WASHINGTON — NEC Corp., in its latest research results reported at the International Electron Devices Meeting here, has announced an enhanced three-terminal Nanobridge switch that will be the basis of a novel form of field programmable gate array (FPGA). The so-called cell-based integrated circuit (CBIC) is expected to be one-tenth the size of the equivalent FPGA.
In research done together with two Japanese government agencies — the National Institute for Materials Science (NIMS) and the Japan Science and Technology Agency (JST) — NEC has enhanced on its two-terminal CBIC announced at the International Solid State Circuits Conference in February 2004. The two-terminal device is composed of a solid electrolyte sandwiched between two terminals. In the three-terminal CBIC a gate has been added to the switch which controls electrochemical reactions (deposition and dissolution) of metallic ions in the solid electrolyte.
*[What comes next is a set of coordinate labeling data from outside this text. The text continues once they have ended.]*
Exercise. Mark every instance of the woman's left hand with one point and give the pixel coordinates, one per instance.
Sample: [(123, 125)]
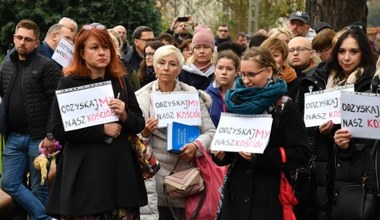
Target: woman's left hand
[(118, 107), (246, 155), (188, 152)]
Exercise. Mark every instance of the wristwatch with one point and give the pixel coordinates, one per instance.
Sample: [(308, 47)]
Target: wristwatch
[(50, 136)]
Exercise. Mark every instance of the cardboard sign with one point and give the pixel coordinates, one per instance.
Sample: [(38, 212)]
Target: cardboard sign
[(182, 107), (249, 133), (322, 106), (64, 52), (361, 114), (86, 106)]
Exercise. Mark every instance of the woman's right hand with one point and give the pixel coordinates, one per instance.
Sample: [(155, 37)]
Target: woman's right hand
[(326, 127), (220, 155), (112, 129), (151, 124), (342, 138)]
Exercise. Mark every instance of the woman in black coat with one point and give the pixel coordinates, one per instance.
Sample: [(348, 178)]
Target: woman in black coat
[(352, 63), (252, 186), (96, 179)]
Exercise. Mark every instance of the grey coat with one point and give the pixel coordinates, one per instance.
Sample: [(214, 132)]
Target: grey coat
[(158, 139)]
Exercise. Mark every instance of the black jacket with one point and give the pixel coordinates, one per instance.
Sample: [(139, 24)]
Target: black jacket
[(326, 162), (93, 176), (40, 79), (252, 187)]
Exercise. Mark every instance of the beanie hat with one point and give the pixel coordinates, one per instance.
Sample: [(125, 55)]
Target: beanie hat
[(203, 36)]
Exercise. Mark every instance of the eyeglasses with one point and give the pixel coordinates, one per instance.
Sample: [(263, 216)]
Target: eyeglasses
[(250, 75), (323, 51), (27, 39), (98, 26), (147, 40), (299, 49), (146, 54)]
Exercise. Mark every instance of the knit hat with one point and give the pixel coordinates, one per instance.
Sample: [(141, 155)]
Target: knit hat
[(203, 36), (301, 16)]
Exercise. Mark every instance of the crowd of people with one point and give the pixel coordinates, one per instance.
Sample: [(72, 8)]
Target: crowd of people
[(98, 175)]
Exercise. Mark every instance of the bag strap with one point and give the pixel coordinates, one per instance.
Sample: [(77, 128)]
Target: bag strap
[(124, 90), (196, 211), (373, 149)]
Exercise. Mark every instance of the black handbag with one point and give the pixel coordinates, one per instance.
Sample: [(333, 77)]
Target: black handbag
[(354, 202)]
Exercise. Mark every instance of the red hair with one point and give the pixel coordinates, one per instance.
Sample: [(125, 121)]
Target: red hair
[(78, 66)]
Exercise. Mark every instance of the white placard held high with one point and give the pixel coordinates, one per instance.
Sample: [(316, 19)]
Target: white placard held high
[(361, 114), (64, 52), (249, 133), (86, 106), (322, 106), (182, 107)]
With the two-terminal NanoBridge, switching between the on and off states was achieved by applying a voltage across the electrical path between the two terminals, resulting in the flow of a large electric current during switching. A vast amount of power was consumed during switching, with greater chance of device breakdown.
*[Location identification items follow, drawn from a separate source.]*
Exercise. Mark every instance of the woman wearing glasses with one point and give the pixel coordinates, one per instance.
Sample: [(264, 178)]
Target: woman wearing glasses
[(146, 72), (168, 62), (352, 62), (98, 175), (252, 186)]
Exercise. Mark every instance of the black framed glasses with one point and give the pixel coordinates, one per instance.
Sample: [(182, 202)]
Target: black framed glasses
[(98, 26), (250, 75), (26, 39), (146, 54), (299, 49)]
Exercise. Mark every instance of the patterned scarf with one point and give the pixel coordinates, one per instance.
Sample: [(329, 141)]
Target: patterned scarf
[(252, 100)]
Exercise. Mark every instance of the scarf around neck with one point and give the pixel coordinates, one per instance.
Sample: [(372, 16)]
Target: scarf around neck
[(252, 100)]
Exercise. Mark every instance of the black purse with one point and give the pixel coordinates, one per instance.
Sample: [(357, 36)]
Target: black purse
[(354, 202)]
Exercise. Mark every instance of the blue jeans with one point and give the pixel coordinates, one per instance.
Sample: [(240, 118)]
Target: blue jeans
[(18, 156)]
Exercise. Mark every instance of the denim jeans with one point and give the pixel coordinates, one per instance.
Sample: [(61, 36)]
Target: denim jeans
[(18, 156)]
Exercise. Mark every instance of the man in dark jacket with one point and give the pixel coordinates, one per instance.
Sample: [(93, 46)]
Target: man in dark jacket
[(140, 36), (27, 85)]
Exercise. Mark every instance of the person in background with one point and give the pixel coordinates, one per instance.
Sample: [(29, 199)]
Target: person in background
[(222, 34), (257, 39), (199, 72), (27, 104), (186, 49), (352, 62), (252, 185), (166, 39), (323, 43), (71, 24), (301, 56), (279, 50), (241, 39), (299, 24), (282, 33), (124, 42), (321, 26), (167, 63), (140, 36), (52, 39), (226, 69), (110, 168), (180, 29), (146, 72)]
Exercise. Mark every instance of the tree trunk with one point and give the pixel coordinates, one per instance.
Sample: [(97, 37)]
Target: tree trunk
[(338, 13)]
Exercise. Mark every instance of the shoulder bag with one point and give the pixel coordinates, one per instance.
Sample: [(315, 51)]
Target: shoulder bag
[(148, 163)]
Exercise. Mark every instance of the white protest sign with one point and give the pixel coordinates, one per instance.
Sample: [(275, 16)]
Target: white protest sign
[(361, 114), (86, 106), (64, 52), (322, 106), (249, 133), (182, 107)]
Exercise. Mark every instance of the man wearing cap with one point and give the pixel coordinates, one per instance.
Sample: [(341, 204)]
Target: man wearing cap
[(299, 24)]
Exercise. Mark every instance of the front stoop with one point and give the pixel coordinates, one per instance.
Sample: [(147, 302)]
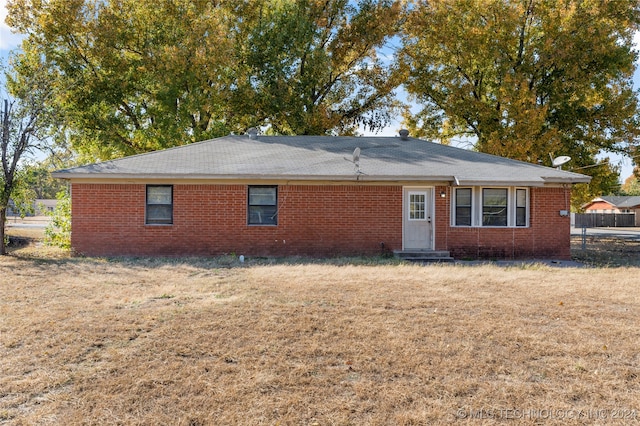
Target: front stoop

The three-terminal device meets the requirements for programmable-logic applications with its improved controllability, low resistance and reliability, according to Toshitsugu Sakamoto, principal researcher at the Fundamental and Environmental Research Labs. “In the three-terminal NanoBridge switch we were able to reduce current during switching to less than 10 microamps and maintain a switching speed of approximately 0.3 sec. at 0.4 volts and less than 1 msec. at 1.5 volts, and we did not require the use of a pass transistor," said Sakamoto.
NanoBridge technology utilizes the atom switching effect of a nanometer scale metal bridge, in which an electrically conductive channel is created or annihilated by stretching a metallic bridge controlled by an electrochemical reaction inside a solid electrolyte.
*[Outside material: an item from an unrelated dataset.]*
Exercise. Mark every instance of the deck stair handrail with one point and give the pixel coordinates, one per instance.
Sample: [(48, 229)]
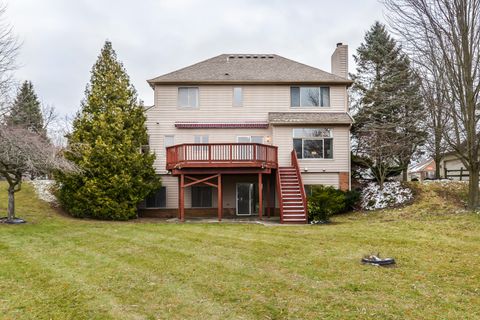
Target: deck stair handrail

For the three-terminal NanoBridge structure the drain size has been decreased to restrict the area in which metal can precipitate out. In addition the distance between the source and drain has been made shorter to prevent shorting to the gate.
A 45-nm switch
On another front, NEC Corp. and NEC Electronics Corp. announced a development of 45-nm technology node by improving the on-off ratio in sub-10-nm planar bulk transistors. The new device technology has been enabled by a new elevated source/drain extension (SDE) structure created via a silicon selective-epitaxial growth technique.
Although silicon devices continue to scale, some observers claim that their operation principles are nearing physical limits. However, in 2003 demonstrated planar bulk transistors with valid functionality at 5-nm gate-length. At that time, other issues would have prevented their implementation but NEC’s SDE work has re-enabled that scaling.
"NEC's newly developed device technology has successfully solved this issue and its potential was shown by actual test-fabrication carried out on 6-nm transistors, proving the potential for continuous and further technological advancement of system-on-silicon until 2020 through highly reliable, low-cost planar bulk technology," said Masao Fukuma, vice president of NEC Electronics Corp. at an IEDM briefing here on Tuesday (Dec.6).
The two NEC entities also reported on their joint research on a 45-nm interconnect technology. NEC researchers have developed a molecular-pore-stacked low-k-film that it is claimed can be easily deposited in the fab process and that reduces the parasitic capacitance of interconnects by 24 percent as compared to that exhibited at 65-nm nodes. This is reportedly the lowest parasitic capacitance between 70nm-spaced lines and is expected to realize a 50 percent reduction of the chip size and more than 20 percent reduction in power consumption that those of 65-nm nodes, according to Fukuma.